Parker’s legacy in jazz is obvious. As with the later Beethoven, there are flashes on the Savoy recordings where a phrase from a Parker solo anticipates the subsequent development of the art, as well as the careers of its critically successful practitioners. He remains the point of departure for the serious would-be jazz musician: the moment when I knew I’d never make any money from playing the guitar was when I sat down and started memorizing transcriptions of Parker solos. Yet his legacy on screen goes ignored. But it was Parker who forged the union of jazz, European Romanticism and Hollywood romance, a union which everyone knows from the Sixties and Seventies’ soundtracks of Lalo Schifrin, Quincy Jones and Jerry Goldsmith.

So great was Parker’s impact that he may have been the first artist to undergo exposure by outtake and bootleg. Today, no digital reissue is complete without each familiar track being dogged by its crowd of inferior ghosts. Parker’s Dial outtakes were issued in the late Fifties and his Verve outtakes in 1990 on the Bird boxset. The missing link recordings at Minton’s were bootlegged in the Fifties, and so were radio broadcasts of Parker’s gigs in dancehalls. Listening to these recordings demolishes one ideal about jazz — that solos are pure inspiration, hatched from the fingers like Dionysus from the thigh of Zeus — but it also confirms another ideal: jazz as an art of spontaneous recomposition.

When Miles Davis resolves his solo on “Bluebird” with an apparently throwaway flourish, Max Roach doubles it on the snare drum. This is not so much telepathy as mind-reading. Roach knows that the rhythm of the preceding phrases has reduced the number of likely rhythm patterns in the resolution, and he knows Davis likes to use that flourish in particular. Davis knows it too, which is why he’s able to throw it away so casually. But it’s still a gamble. The early Savoy recordings contain many moments when the gambles don’t pay off — odd silences, stutters, rhythmic and tonal collisions.
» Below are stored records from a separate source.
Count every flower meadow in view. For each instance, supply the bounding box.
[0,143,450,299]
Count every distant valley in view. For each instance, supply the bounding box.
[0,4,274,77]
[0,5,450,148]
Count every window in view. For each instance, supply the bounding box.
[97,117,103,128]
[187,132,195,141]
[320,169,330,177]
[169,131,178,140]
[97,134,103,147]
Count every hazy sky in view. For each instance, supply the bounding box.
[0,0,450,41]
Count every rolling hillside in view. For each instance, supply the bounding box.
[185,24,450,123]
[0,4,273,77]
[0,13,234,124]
A centenarian Parker is no more possible to imagine than the meeting in 1895 between a centenarian Keats and young T.S. Eliot

They also contain the biography of signature phrases. All composers have them, and especially spontaneous recomposers. The Parker lick that would become the head of “Cool Blues” (recorded for Dial in 1947) , a descending major scale that lands Lester Young-style on a ninth, appears in November 1945 on his Savoy solo on “Billie’s Bounce”. In August 1947, Davis ornaments the same phrase in his solo on “Little Willie Leaps”. The lazy blues phrase that Parker would use in the fourth bar of his first chorus on the Verve version of “Now’s The Time” (1953) appears on Savoy in the fourth bar of his first chorus on “Another Hair Do” and again in the second chorus of ‘Bluebird’.

On the Verve “Now’s The Time”, Parker follows that blues phrase with a glissando from F to Ab and another blues lick, and then runs down the scales of the substituted chords in quavers and triplets. On “Bluebird”, however, he jumps the gears. That lazy blues phrase leads straight to the substitutions, and in double time. The comparison shows how phrasal vocabulary is reordered by improvisation. Add the outtakes and the live recordings, and we can hear how that vocabulary is rewritten in its restatement.
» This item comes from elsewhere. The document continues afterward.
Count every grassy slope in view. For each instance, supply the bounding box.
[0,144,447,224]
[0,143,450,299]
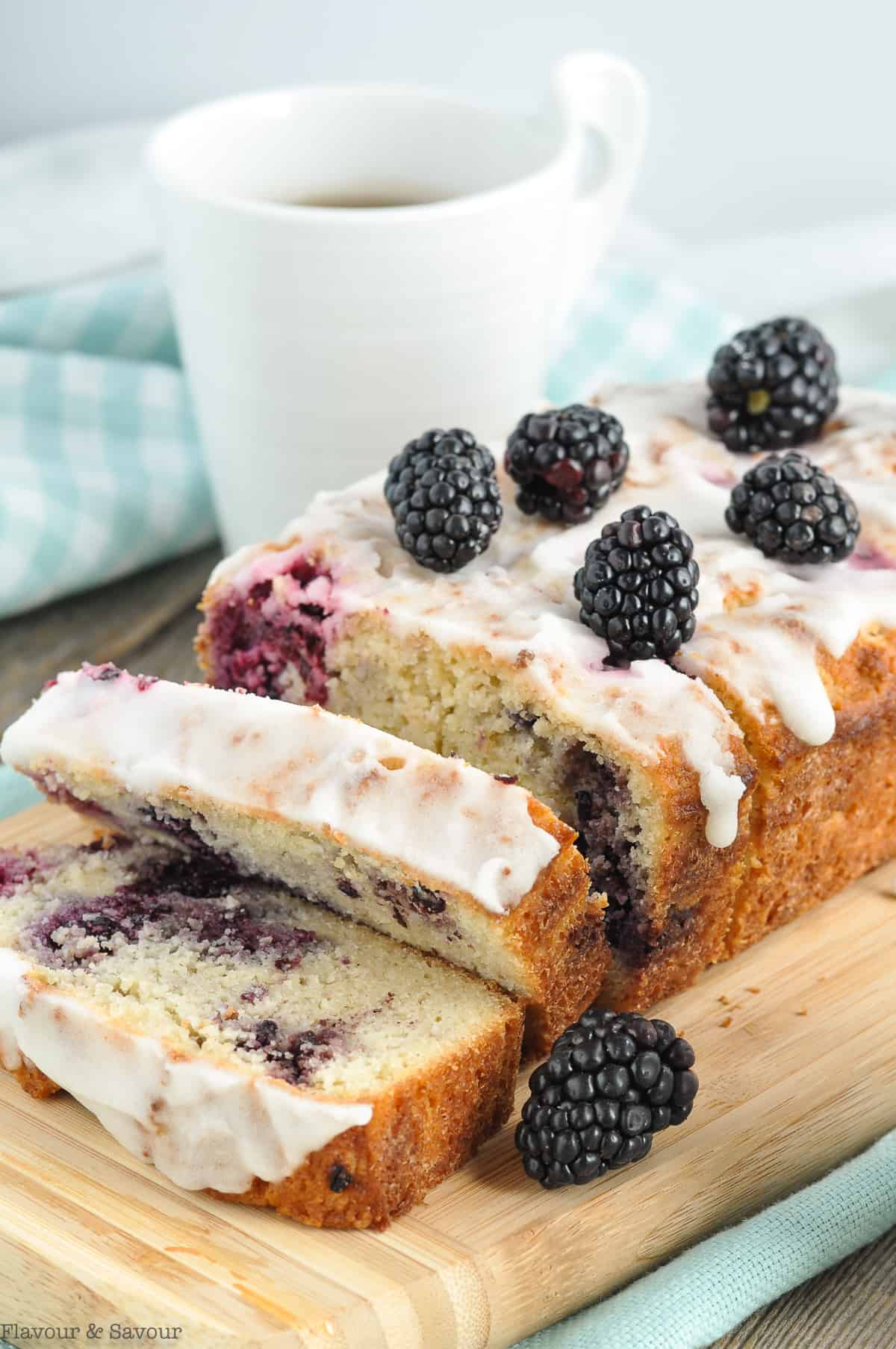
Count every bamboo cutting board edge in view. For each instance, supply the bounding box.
[0,806,896,1349]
A centenarian Parker is no more possible to imagine than the meeting in 1895 between a centenarian Keats and young T.S. Eliot or the meeting in 1954 between a centenarian Oscar Wilde and a young Gunther Grass. Fate and style are not supposed to permit this sort of mingling. But, just as Keats operated in a literary London shaped by Augustan solidities as much as Romantic experiments, so Parker rewrote the book of Jazz in the world not just of Benny Goodman and the Dorsey Brothers, but also the world of Louis Armstrong and the Kansas City blues. As Keats reconnected English literature to Shakespeare, so Parker framed his Romantic innovations four-square in the blues. And Parker, like Keats, is with us forever. There swung one whose name was writ on vinyl.